Students in the Amarillo College Presidential Scholars Honors Program spent two days in Dallas for the program’s annual art excursion. From Oct. 26 to 27, these students visited art museums, a zoo and even attended a symphony.

“The goal of the arts excursion is to provide arts enrichment to the Scholars to help them have a more rounded education,” Lesley Ingham, co-coordinator of Honors and Scholars and speech instructor, said.

During the trip, the Scholars went to the Dallas Museum of Art, where they participated in a scavenger hunt around the museum. Afterwards, they attended a performance by the Dallas Symphony, where they heard pieces from Mozart and Dvorak. 

Thomas Bales, a music major, said the symphony was one of his favorite parts of the excursion. “I love more modern music. Dvorak was a composer from the 19th and 20th century, so his music just had more to it,” he said. “It was just so much fun to listen to the ideas in that.” Students also visited the Nasher Sculpture Center, where they saw works from famous artists such as Picasso, Matisse, Rodin and an exhibit on Jean Arp.

“Although students are required to take classes in the creative arts, it’s important to supplement that with firsthand exposure to some of these really famous pieces,” Jill Gibson, co-coordinator of Honors and Scholars, said. “It’s an amazing variety of the pieces that are in the art history textbook and there’s no substitute for being there and seeing it in person.”

“We are just really grateful that we are able to bring the students to this every year,” Ingham said. “They seem to appreciate it and learn a lot and hopefully it’ll stay with them forever.” 

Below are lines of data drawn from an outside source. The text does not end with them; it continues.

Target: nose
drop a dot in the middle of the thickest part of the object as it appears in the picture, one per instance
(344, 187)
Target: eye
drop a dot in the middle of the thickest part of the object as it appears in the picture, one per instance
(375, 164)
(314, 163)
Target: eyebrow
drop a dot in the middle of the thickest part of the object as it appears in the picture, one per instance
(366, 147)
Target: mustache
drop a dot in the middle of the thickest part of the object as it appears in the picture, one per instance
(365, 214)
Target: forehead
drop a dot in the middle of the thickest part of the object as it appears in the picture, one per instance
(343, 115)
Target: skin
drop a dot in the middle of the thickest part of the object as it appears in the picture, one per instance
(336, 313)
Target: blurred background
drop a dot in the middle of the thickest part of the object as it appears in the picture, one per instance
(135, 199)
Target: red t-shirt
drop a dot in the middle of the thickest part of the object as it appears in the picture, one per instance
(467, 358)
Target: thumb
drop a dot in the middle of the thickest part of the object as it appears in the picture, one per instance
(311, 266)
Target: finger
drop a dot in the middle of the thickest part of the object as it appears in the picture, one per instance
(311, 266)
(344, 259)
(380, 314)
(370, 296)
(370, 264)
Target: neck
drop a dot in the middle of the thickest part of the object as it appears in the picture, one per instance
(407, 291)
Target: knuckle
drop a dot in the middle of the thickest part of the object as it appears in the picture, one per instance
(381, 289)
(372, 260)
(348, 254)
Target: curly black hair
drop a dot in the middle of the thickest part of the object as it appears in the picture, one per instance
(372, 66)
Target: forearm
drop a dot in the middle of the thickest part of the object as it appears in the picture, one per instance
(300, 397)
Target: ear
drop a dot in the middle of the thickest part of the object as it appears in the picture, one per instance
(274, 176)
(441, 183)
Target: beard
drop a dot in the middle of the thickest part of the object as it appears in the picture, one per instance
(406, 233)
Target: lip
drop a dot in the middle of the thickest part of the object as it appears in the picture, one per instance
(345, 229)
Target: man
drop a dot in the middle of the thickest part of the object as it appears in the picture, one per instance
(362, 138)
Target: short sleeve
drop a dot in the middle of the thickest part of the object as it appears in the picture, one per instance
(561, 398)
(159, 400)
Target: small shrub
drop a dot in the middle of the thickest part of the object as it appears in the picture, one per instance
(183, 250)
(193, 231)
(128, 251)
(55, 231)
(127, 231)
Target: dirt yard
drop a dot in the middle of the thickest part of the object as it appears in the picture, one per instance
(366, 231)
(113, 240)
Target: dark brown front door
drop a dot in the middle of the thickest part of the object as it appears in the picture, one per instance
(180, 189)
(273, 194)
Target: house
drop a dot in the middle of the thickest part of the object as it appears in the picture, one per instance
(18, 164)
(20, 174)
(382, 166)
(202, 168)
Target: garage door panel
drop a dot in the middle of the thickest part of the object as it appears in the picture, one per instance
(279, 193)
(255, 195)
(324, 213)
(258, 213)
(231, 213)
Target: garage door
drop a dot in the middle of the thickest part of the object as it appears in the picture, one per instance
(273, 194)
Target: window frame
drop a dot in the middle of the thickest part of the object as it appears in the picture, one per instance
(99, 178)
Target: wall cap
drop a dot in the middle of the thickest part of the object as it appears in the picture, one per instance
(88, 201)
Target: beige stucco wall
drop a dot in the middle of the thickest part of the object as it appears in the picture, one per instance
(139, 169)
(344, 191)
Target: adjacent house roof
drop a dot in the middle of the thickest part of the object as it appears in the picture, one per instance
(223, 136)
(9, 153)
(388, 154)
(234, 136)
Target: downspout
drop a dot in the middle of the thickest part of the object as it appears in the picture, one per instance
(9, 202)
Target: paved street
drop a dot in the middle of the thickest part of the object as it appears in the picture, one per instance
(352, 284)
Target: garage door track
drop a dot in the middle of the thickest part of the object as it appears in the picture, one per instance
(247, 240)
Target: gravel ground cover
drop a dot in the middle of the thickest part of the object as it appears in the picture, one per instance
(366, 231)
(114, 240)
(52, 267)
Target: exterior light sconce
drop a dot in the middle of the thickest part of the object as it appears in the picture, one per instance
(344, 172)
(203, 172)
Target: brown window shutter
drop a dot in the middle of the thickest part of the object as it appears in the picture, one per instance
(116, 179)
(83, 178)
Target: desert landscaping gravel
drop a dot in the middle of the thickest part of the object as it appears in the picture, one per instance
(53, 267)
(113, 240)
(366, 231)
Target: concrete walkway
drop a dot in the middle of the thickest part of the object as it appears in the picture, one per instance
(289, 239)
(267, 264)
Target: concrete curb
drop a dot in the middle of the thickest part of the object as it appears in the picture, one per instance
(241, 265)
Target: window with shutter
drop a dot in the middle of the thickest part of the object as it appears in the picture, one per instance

Aden Sharp, a religious studies major, participated in this excursion last year with his class and was one of several scholars who went again this year. He agreed that the trip gave him a better appreciation of the arts. “The first time, I had never been to a symphony before, and so it was just a great experience to hear music that had been shared for centuries being reenacted and shared with everybody there,” he said. “It’s just a great experience, and then this one even more so just because you knew what you were going to expect, but just reliving that sensation, it’s something you can’t explain.”

In January, the scholars will travel to Peru to participate in a service project. This trip to Dallas is “a good trial run for the bigger trip later in the year,” according to Gibson. “It gives this group of students who are going to travel overseas together a chance to get to know each other, bond as a group and figure out their traveling style and expectations,” she said. “It’s these extracurricular experiences, where you leave campus with people who used to be strangers, that helps you bond and make life-long friends.” 

Meghan Holland, a general studies major, said she understands this. “I had an amazing time,” she said of the Dallas trip, “It is one of the coolest opportunities I’ve had at Amarillo College so far, and it’s just making me even more excited for Peru because I’ve made such great friendships with these people and I want to continue on to the next journey.”